What makes Jennifer’s work unique is that many of the simulations she and her team work on are multidimensional (2-D and higher), which is essential to reliably simulate convective structures. Higher dimensional simulations also require greater computational time. Running 1-D simulations on a laptop might be feasible, and researchers focus on these models and 1-D analytical parallels to broadly estimate solutions, but 2-D simulations on a laptop could require several days of running the simulation non-stop. A 3-D simulation running on a supercomputer, like HPCC, can take six months to simulate only half a second of simulation time. Being able to access MSU’s HPCC to run 2-D simulations, and national lab supercomputers for full-scale 3-D models enables Jennifer to run hundreds of simulations at once rather than individually, which saves a significant amount of time. If we include the complexities of the science, in this case: simulating a system like a star with its turbulence and nuclear equations that represent the nuclear burning occurring while also obeying mass and energy conservation laws, we begin to imagine the constant tweaking of parameters involved in keeping a simulation running smoothly.

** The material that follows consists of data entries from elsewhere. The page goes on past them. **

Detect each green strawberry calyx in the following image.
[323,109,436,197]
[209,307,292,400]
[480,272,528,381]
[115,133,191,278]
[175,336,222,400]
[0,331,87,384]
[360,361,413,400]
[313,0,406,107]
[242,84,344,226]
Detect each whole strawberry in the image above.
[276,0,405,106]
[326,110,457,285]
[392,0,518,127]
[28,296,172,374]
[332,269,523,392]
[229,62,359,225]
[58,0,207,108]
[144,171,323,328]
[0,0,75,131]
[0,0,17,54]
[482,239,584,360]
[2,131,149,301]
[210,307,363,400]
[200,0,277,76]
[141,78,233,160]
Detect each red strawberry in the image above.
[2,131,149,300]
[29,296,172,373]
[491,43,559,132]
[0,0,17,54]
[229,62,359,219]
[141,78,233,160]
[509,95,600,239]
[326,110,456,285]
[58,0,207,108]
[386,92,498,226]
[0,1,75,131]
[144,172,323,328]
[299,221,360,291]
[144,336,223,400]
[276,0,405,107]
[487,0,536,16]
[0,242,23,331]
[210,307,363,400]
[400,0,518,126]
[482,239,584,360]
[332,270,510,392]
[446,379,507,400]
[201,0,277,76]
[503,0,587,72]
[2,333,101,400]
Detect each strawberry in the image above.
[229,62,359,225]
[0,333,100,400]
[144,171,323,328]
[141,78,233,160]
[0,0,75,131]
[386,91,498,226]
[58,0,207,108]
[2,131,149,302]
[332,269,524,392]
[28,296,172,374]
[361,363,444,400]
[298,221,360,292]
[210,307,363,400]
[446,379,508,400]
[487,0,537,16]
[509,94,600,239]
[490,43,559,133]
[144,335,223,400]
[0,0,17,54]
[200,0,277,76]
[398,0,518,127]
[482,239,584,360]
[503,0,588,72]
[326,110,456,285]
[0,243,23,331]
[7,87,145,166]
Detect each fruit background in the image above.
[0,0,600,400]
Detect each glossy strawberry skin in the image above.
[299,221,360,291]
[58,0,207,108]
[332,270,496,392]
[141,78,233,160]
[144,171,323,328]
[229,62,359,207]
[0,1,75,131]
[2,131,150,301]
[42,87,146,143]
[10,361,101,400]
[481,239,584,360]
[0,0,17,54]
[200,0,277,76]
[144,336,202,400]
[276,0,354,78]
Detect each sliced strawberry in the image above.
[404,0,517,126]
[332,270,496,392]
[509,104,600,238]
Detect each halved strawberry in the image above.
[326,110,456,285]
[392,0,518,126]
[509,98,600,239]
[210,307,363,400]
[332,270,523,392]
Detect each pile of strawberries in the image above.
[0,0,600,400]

Even with the software and hardware challenges that are expected with computational research, Jennifer’s enjoys it all. She hopes to find a mechanism to predictably explain outbursts of this type because it would allow other scientists to put these mechanisms in their code, improving the simulations of evolving stars. Not only supernova simulations would benefit from this work, but evolutionary codes that simulate the circumstellar medium around a star would be more accurate – in orientation, shape, as well as the composition of the medium. This would show what type of materials are around a star and, when a supernova goes off, and how those materials can impact the type and quantity of elements the supernova creates. The creation of these heavy elements is a huge question in astrophysics. It would be very useful to find those mechanisms, but beyond that, she’d also like to be able to simulate actual core-collapse supernova, which she has been working on using the HPCC.